I was able to hand off the next stage of the investigation (why is a Frumble being created with a reference to the object?) to another team member with more expertise with Frumbles.

(In case anybody cared, the conclusion was that this was a variation of a known bug.)

Comments (16)
  1. Query says:

    How would you have done if the reference count instead was too small then?

  2. voo says:

    It sounds so easy and obvious when you do it, but I'll admit: I wouldn't have thought of that - good tool in my repertoire though, although I hope I won't need to debug things like this often.. or ever ;)

  3. If the reference count is too small, that usually means the object gets deleted early, and then some poor client of the object tries to use it after it was deleted; this typically results in a crash.
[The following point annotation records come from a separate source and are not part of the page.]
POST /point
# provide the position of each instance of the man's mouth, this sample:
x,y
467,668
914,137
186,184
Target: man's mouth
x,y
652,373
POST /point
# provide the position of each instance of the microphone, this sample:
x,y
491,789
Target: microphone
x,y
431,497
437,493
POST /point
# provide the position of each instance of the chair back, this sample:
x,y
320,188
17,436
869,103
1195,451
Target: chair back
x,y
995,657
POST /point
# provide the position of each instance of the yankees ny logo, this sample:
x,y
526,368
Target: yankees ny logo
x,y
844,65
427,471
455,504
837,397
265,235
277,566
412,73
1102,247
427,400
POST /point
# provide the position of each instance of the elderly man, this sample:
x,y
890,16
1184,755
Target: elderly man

    I've had good luck using the Time Travel Tracing diagnostic to go back in time and dump all the stacks when the m_cRef memory was written to, then matching up AddRef and Release's in pairs until I find the guilty culprit that called Release more times than AddRef.

  4. DWalker says:

    That looks like mainframe VM debugging, which I did many years ago... sometimes from printouts of a memory dump....

  5. Anon says:

    @Maurits

    Unfortunately, us normals still don't have access to iDNA.
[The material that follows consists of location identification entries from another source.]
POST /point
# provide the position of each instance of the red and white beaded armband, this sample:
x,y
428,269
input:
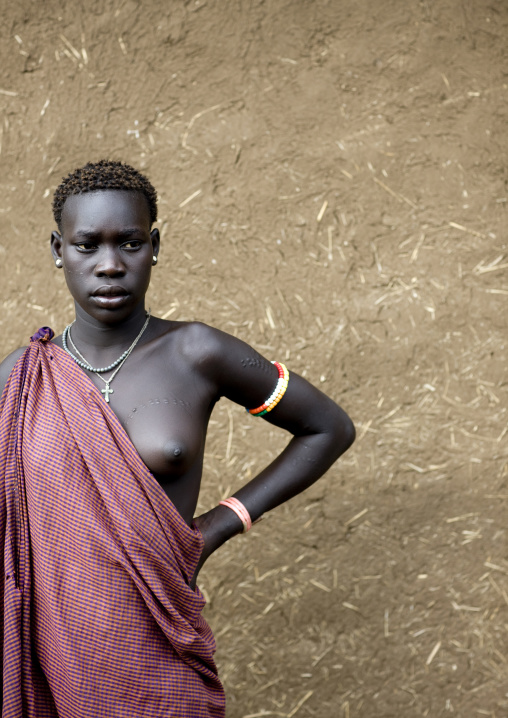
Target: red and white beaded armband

  6. You can get much the same effect without Time Travel Tracing by setting breakpoints on AddRef and Release which dump the stack and continue.

  7. gdalsnes says:

    Try to google iDNA: Internationalizing Domain Names in Applications? I would strongly suggest stop using iDNA when its impossible to google. Just confusing.

  8. Joshua says:

    Do not be discouraged by the low comments. This is an example of a good blog post all the same.

  9. Bob_C says:

    @arghhhhhhhhhhh: Just Google "iDNA time". It's there.

  10. B. says:

    Hey Raymond, I have a question but can't find an answer.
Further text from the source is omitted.